Early Follow-up Observations and Doubts About Fomalhaut B
In the discovery paper, Kalas and Graham suggested that Fomalhaut b's emission originates from two sources: from circumplanetary dust scattering starlight and from planet thermal emission. Here, the former explains most of the 0.6 µm brightness and planet thermal emission contributes to much of the 0.8 µm brightness. Their non detections with ground-based infrared data suggested that Fomalhaut b had to be less massive than about 3 Jupiter masses.

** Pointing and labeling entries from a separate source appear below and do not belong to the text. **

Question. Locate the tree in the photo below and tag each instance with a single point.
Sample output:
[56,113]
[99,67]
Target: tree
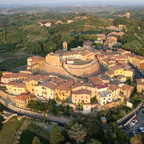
[94,141]
[36,140]
[77,132]
[55,136]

However, Fomalhaut b should be detectable in the space-based infrared data in this scenario. But sensitive infrared Spitzer Space Telescope observations failed to detect Fomalhaut b, implying that Fomalhaut b does identify emission from a planet atmosphere. Furthermore, although the planet was thought to be a plausible explanation for Fomalhaut's eccentric debris ring, the measurements in Kalas and Graham's paper implied it was moving too fast (i.e. not apsidally aligned) for this explanation to work. Finally, researchers analyzing September–October 2011 Atacama Large Millimeter Array (ALMA) data for Fomalhaut's debris ring suggested an alternate hypothesis: that the ring is shaped by much smaller, shepherding planets neither of which needed to be Fomalhaut b. These results lead to serious doubts about Fomalhaut b's claimed properties, its status as a planet and even its existence.